Friday, January 14, 2011

Food & Mood


Been making some very important discoveries lately regarding the above subject header...

When people talk about food and mood, they're usually referring to emotional eating. But digging further into the physiological responses that create emotional eating...it's eye-opening. It's more than "oh, I'm hormonal, that's why I'm craving salt..." or "oh, I'm having a bad day, that's why I need that candy bar." It illuminates how intricate a machine the human body is, and how giving it the "right" fuel goes a long way toward optimal health.

I put "right" in quotes, because of course, there is no one right way...there are diets upon diets out there, all claiming to be the ONE to make you thinner, healthier, happier, etc. Atkins will make you drop weight fast, but you're depriving yourself and it's high in fat; macrobiotic is great, if you're Japanese and already used to eating seaweed, but it's also depriving and high in sodium; Bob Greene is oh-so-well-rounded, so long as you have piles of willpower.....the list goes on. But reading things like Integrative Nutrition and Hannah's blog are giving me "aha" moments in my own eating, that are reshaping how I look at food and, thank goodness, changing my mindset so that I'll never "diet" again.

(See, this is why blogs are so cool...in our society, if a female weighing 2½ bills makes that claim in public, she's ridiculed right into a retraction. When peer pressure is allowed to dictate what and how you eat, it's time to reprioritize your thinking. Why in the world would you eat for anyone other than yourself? Digressing...)
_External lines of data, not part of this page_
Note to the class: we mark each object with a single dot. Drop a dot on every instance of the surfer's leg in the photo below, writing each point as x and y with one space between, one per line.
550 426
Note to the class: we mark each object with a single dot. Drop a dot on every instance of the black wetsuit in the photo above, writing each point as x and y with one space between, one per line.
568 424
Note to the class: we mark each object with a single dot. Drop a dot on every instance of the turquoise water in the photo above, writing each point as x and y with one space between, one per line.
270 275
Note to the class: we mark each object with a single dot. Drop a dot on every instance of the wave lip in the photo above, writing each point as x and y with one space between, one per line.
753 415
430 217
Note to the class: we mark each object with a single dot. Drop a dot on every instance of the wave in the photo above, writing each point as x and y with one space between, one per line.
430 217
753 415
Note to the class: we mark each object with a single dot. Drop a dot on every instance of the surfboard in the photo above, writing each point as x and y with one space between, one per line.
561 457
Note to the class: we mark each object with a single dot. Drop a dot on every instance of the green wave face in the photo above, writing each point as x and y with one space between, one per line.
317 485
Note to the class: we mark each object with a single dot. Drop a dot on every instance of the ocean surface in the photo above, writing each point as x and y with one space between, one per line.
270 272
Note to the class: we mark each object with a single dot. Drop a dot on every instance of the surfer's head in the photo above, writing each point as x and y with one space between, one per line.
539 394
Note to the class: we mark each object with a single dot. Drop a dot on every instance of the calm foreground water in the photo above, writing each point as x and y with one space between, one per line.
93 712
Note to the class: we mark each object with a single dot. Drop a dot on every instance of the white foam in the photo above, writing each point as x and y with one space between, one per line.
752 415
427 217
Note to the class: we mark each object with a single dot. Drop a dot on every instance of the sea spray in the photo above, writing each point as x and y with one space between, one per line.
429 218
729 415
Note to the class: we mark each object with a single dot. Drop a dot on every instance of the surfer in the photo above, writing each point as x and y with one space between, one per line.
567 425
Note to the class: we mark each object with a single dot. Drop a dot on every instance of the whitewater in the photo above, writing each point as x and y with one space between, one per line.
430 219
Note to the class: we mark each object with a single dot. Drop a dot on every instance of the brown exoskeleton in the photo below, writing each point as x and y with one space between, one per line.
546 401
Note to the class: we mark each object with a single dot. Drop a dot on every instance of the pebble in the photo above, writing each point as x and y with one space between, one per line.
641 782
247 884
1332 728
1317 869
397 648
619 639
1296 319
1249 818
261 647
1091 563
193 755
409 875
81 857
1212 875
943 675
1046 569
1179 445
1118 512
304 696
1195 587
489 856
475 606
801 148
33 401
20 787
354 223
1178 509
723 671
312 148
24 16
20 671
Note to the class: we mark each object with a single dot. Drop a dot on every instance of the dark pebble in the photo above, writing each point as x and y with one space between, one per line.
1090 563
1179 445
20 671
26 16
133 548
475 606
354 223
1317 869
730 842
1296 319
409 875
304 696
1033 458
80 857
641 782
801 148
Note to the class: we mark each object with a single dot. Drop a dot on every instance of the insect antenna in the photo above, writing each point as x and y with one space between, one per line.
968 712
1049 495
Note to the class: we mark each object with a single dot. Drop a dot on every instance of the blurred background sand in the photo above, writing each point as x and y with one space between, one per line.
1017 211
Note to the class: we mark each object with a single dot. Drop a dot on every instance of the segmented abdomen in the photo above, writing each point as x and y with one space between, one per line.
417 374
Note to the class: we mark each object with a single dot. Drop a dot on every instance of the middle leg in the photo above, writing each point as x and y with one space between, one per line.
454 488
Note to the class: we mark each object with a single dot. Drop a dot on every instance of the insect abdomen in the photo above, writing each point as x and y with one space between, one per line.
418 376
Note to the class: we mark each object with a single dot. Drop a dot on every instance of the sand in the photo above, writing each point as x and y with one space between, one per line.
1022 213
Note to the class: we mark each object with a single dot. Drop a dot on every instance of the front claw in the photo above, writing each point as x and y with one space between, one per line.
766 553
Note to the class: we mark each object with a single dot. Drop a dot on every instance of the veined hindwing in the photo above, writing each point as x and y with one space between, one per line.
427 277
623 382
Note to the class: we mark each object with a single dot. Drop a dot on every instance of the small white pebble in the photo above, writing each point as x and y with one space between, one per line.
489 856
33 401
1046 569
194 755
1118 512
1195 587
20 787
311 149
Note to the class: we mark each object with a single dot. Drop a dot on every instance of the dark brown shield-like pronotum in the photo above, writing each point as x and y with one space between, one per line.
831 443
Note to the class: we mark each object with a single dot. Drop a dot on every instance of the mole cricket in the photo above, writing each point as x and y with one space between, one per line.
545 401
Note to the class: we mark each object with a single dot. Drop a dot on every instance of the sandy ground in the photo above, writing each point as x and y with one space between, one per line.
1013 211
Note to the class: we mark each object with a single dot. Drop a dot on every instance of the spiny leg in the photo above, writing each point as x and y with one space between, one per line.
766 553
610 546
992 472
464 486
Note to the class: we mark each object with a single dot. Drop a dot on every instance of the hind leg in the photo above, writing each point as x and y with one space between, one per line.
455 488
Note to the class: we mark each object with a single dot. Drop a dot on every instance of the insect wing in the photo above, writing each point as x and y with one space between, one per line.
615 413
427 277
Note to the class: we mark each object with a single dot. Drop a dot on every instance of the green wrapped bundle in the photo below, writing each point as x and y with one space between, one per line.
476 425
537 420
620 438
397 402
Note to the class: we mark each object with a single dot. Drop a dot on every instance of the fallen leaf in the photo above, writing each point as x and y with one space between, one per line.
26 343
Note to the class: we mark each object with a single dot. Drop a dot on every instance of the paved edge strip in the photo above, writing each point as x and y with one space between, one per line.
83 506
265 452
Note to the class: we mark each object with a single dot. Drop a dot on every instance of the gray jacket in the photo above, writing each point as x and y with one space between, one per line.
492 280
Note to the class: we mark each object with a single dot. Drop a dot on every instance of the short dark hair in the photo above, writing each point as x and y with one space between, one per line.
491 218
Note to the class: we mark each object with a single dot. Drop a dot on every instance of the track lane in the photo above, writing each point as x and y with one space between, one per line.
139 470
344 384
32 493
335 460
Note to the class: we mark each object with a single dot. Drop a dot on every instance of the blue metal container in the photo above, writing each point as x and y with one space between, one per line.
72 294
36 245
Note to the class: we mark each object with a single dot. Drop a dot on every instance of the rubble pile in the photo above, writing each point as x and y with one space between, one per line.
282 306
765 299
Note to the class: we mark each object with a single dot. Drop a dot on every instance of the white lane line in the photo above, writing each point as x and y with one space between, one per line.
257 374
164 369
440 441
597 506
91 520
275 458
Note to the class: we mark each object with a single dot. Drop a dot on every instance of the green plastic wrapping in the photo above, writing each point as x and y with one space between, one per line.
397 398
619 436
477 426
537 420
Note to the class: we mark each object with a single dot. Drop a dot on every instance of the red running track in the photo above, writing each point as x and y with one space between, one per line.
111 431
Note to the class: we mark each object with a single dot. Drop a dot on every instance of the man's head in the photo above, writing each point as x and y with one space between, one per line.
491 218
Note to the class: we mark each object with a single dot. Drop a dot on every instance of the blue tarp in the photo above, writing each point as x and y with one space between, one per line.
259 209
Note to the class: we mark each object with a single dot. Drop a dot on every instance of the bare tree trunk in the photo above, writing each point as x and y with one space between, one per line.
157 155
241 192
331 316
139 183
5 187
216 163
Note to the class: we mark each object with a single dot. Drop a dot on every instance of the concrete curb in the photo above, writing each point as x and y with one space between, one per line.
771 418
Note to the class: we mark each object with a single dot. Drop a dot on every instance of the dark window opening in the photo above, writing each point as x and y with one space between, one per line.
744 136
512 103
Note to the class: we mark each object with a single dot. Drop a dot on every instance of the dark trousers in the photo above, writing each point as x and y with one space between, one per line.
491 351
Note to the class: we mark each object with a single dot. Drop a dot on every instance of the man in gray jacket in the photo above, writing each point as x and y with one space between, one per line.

I've been a bit more cognizant than some of how different outside factors affect mood, ever since I found out about my lithium deficiency. Helps me see my personality quirks and how to hold the yuckier ones at bay in public (ex: I fidget something fierce when meetings run too long and I'm off lithium). But how food actually, physiologically affects mood...my brain wasn't making enough of a connection.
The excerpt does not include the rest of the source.